Automation and parallelization. Standard cell biological procedures have a strong emphasis on automation and parallelization for high throughput. Laboratory routines and workflows should ideally not be disrupted by technological constraints. Sensor integration has fallen behind in this regard because time-transient sensor signals often cannot be extracted in parallel and continuously from a high number of channels. Some systems have now come closer to the vision of a sensing 96-well plate.41,77 Simple electrical impedance or TEER measurements can be multiplexed easily because signals do not change rapidly, and continuous electrical connection is not required. The alignment of optical fibres with sensor patches has been practically solved to a degree that multiplexing over a 96-well plate is possible within a reasonable timeframe. However, most applied optical sensor patches are still fairly large at 0.5–1 mm size, limiting their spatial resolution. Generally, the parallelization of highly resolved, fast, precise, time-transient, continuous sensor signals is still not sufficiently solved, which is the domain of electrochemical sensors. Here, multiplexing is not always possible because sensors require continuous polarization, and regulated feedback loop circuits, such as in potentiostats, cannot be easily parallelized. There is still a need for more cost effective and preferably embedded hardware.98–100
Biocompatibility, sterility and compatibility with cell culture environments. Biocompatibility in the sense that sensor and platform materials do not negatively interfere with the biological material, e.g. the cells, is certainly a prerequisite for successful cell culture monitoring. Nowadays, the biocompatibility of those components rarely limits their application in cell cultures, and a wide choice of surface and material modifications to enhance biocompatibility exist. The aforementioned increased use of standard labware materials further fosters this progress. In addition to the sensor itself, the components and readout instrumentation should ideally be compatible with the cell culture environment. Cell culture incubators with their humidity and elevated temperature pose particular challenges. The placement of electronics within such environments should be carefully considered, and sealing and encapsulation procedures should be explored. Additionally, the possibility to externally clean and sanitize devices, e.g., by wiping down with ethanol, should be considered if devices shall be used in cell culture labs.

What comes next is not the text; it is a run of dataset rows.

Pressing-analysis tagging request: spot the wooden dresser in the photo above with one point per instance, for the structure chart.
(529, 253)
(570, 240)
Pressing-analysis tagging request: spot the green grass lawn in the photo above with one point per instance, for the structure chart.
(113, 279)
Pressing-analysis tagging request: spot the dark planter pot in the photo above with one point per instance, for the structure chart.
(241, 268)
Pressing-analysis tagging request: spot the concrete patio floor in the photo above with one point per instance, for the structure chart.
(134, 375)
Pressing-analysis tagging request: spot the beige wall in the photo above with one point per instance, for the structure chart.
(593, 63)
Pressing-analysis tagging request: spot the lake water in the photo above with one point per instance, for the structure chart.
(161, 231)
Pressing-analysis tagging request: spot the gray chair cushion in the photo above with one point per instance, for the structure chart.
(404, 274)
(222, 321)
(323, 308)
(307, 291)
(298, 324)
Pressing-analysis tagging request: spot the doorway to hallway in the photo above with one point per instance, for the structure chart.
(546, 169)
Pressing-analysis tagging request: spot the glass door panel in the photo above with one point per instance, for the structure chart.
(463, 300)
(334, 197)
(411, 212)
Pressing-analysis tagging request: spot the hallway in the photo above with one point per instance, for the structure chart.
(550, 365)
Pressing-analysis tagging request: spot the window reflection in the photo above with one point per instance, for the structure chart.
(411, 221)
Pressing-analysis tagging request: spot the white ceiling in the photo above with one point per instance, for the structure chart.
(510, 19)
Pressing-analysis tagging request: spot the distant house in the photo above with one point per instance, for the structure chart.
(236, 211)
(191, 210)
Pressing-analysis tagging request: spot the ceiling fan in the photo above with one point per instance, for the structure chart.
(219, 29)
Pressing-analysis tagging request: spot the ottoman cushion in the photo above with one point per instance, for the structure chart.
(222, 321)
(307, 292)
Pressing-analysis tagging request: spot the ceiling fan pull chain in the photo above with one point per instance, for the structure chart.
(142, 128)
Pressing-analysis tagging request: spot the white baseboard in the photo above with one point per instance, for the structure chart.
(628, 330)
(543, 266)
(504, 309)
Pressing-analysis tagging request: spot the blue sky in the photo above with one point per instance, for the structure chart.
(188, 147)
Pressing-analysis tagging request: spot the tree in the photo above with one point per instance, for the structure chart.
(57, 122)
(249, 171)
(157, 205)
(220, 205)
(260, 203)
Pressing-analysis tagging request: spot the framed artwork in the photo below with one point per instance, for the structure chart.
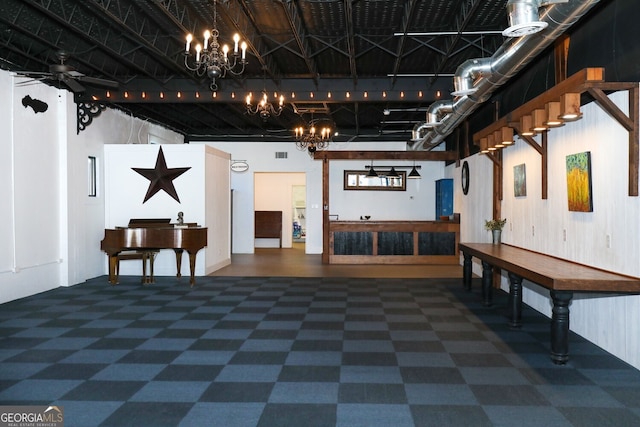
(519, 180)
(579, 193)
(92, 177)
(464, 178)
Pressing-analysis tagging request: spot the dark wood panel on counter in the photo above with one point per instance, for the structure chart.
(394, 242)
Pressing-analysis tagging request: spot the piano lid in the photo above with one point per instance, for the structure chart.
(141, 222)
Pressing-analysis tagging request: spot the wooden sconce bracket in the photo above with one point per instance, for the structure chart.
(590, 80)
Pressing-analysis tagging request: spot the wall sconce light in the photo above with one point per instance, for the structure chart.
(538, 117)
(484, 145)
(553, 112)
(491, 142)
(497, 139)
(506, 135)
(570, 107)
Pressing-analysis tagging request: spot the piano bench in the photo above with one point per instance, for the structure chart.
(149, 255)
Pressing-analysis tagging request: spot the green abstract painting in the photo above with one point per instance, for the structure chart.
(579, 193)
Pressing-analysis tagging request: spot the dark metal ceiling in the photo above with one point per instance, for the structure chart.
(349, 61)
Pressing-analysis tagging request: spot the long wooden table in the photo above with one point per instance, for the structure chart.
(561, 277)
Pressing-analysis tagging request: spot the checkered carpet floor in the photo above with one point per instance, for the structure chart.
(259, 351)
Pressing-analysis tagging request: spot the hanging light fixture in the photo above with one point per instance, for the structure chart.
(392, 173)
(312, 138)
(264, 107)
(414, 174)
(372, 173)
(210, 61)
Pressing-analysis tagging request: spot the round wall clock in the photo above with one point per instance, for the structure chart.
(465, 177)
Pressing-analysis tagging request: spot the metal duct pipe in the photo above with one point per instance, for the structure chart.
(510, 58)
(416, 132)
(468, 74)
(437, 110)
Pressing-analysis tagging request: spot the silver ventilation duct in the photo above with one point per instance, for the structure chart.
(476, 84)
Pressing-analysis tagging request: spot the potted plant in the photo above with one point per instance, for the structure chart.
(495, 226)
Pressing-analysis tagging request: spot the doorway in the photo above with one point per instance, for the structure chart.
(285, 192)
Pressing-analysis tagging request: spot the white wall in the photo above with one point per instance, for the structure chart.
(200, 198)
(612, 322)
(50, 230)
(31, 184)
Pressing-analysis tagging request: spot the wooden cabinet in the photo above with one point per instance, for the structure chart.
(397, 242)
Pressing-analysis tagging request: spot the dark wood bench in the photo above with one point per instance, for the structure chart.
(268, 225)
(561, 277)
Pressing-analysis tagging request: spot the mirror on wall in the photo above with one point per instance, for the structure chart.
(360, 180)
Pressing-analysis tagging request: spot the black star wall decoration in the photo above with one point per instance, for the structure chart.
(161, 177)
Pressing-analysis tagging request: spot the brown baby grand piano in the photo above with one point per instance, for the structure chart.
(147, 235)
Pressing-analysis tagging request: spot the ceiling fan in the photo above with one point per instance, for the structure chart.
(67, 75)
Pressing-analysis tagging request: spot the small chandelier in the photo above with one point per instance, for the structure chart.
(312, 139)
(264, 107)
(210, 61)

Sterility and low bioburden are often not discussed in the literature but have utmost practical relevance. In a laboratory or research environment, ethanol disinfection and/or UV exposure may be sufficient for successful cell cultures. However, in standard industry biotechnological and biomedical applications, biological manufacturing practices simply demand non-negotiable sterilization procedures such as gamma-ray/ionizing irradiation or autoclaving and similar heat/steam treatments. While this requirement may not be a factor for standard labware, it should be considered that both sensor elements and electronic components may not withstand these procedures. Particularly, biological sensor components, e.g., enzymes or antibodies, but also materials such as polymers will not necessarily withstand high heat or high doses of ionizing irradiation. This limitation extends to the point at which it may not be feasible at all to combine the cell culture area or vessel and sensor device, and instead have the sterile barrier in between. Consequently, this limits the perspective of single-chip solutions for real-world applications.

Additive manufacturing techniques. Additive manufacturing is attractive and increasingly popular, particularly for decentralized, low resource fabrication. Without a doubt, additive manufacturing techniques or 3D printing approaches have made progress in the recent years. However, aside from the tremendous advances in printing the biomaterials themselves, such as scaffolds, hydrogels, cells and tissues,101,102 the impact and relevance of additive manufacturing in sensor-based organ-on-chip platforms and associated microfluidics is arguably exaggerated. The purely microfluidic aspects must be separated from sensor-integrated approaches. While it is certainly desirable, e.g., in a low resource setting, to have quick and relatively cost-effective (with respect to investment) access to certain platforms, this is mostly relevant for rapid prototyping, but the successful implementation of in vitro models is likely limited by other constraints.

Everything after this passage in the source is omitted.